As well as the bands they were playing with, all the backstage staff and producers were male too. The sound technician at gigs was always known as the 'sound guy' , Greer says.
Bursting with talent and passion, the Darjeelings persisted with their music and quickly made waves on the Melbourne gig-circuit. They introduced a distinctive new ‘female voice’ to the scene.
Girls should be seen but not heard. Well, not in 2016.
Female musicians breaking through with the support of female critics
Raising the profile of female artists and bands has been slow, but 'it is changing,' according to Greer. In The Age music Victoria nominations for 'Best Emerging Act' this year, all five nominees were female acts. Greer feels this is a major breakthrough. It sends a powerful message to the music world and to aspiring young girls: female musicians are a force in their own right.
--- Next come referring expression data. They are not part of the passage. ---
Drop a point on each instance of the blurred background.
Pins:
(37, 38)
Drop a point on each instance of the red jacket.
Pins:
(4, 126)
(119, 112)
Greer has also been active in challenging the male-dominated world of music criticism. She writes articles regularly for Junkee Media's FasterLouder. She also contributes to Pitchfork, Noisey and Melbourne-based zines Filmme Fatales and FEMS zines.
Greer's biggest inspiration has been the feminist music critic, Jessica Hopper. Greer was really influenced by Hopper's book, The First Collection of Criticism by a Living Female Rock Critic.
Thanks to women like Hopper and independent media, more and more young aspiring critics like Greer are speaking up.